Monster Bandwidth for a Month?
ourcoolroom asks: "I work for a small regional ISP and we are facing a problem which I'm sure anyone who has tried to read a slashdotted article is well aware of. There are times when a large amount of bandwidth is needed for a short period of time. In our case, a few years ago we had a little 250kB Shockwave Christmas card developed. Any suggestions for hosting something that needs a pile of bandwidth for only 4 weeks or so a year would be appreciated."

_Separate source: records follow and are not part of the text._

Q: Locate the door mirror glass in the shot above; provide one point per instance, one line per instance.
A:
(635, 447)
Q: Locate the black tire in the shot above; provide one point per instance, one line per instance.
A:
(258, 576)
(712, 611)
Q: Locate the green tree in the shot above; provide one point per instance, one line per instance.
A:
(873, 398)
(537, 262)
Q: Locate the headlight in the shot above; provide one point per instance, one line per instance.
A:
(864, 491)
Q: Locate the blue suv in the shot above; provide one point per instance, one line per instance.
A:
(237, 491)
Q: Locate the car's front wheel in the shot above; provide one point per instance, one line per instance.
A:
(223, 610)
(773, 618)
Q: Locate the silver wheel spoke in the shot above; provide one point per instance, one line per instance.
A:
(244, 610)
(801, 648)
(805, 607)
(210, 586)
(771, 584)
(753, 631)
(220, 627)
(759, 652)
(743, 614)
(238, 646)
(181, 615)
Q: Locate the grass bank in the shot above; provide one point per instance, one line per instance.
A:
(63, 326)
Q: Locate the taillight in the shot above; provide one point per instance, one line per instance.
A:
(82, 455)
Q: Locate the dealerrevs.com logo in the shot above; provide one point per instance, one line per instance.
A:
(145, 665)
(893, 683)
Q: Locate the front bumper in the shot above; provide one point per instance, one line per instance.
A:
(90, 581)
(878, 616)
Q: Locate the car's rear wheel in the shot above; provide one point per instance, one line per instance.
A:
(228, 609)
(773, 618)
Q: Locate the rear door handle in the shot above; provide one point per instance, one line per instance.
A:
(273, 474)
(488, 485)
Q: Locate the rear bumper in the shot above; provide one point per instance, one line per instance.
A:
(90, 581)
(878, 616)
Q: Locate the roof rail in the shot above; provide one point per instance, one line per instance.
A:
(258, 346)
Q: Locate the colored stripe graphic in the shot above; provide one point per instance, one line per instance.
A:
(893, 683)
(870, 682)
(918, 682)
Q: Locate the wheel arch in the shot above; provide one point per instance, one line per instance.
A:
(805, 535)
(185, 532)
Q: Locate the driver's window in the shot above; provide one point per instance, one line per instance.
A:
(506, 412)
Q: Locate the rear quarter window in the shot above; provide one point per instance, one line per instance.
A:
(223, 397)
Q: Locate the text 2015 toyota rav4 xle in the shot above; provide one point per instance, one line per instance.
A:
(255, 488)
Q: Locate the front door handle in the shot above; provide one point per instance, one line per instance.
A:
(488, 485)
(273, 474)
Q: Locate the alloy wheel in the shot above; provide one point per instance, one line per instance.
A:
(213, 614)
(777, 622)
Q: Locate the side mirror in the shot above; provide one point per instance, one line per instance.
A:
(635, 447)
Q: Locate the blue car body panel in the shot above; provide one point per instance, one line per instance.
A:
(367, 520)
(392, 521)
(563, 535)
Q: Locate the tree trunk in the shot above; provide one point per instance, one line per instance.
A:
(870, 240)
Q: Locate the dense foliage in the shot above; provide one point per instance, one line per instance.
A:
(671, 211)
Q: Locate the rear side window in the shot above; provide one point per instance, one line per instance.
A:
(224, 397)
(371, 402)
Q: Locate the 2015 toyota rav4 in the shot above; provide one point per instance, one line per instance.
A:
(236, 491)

"We weren't particularly impressed with the results so we didn't distribute it, but we did have it on a sub-domain of our website. It sat around for a year or so, and then about the first week of December all of our data circuits were buried. Apparently a link to the card had started to make its way around in an email. We were able to find a place to host the Shockwave file last year, and towards Christmas transferred around 230GB a day just of the Shockwave file. We don't really stand to make any profit so we can't put a huge bankroll on this project, but we would like to have it up for holiday goodwill (that and it's really cool for a company our size to have a page with over 1,000,000 hits/day). We have thought about distributed downloading via BitTorrent, etc, but we feel many of the people who would view the card would not be that savvy."
Seriously, if you send your mom a flash christmascard, do you think she'll be able to download and install the donkey?
Hello Slashdot. We didn't even notice you, what with the fourty megabyte Apple.com/Trailers files we host for thousands of people, not to mention hosting most of the largest sites on the 'Net.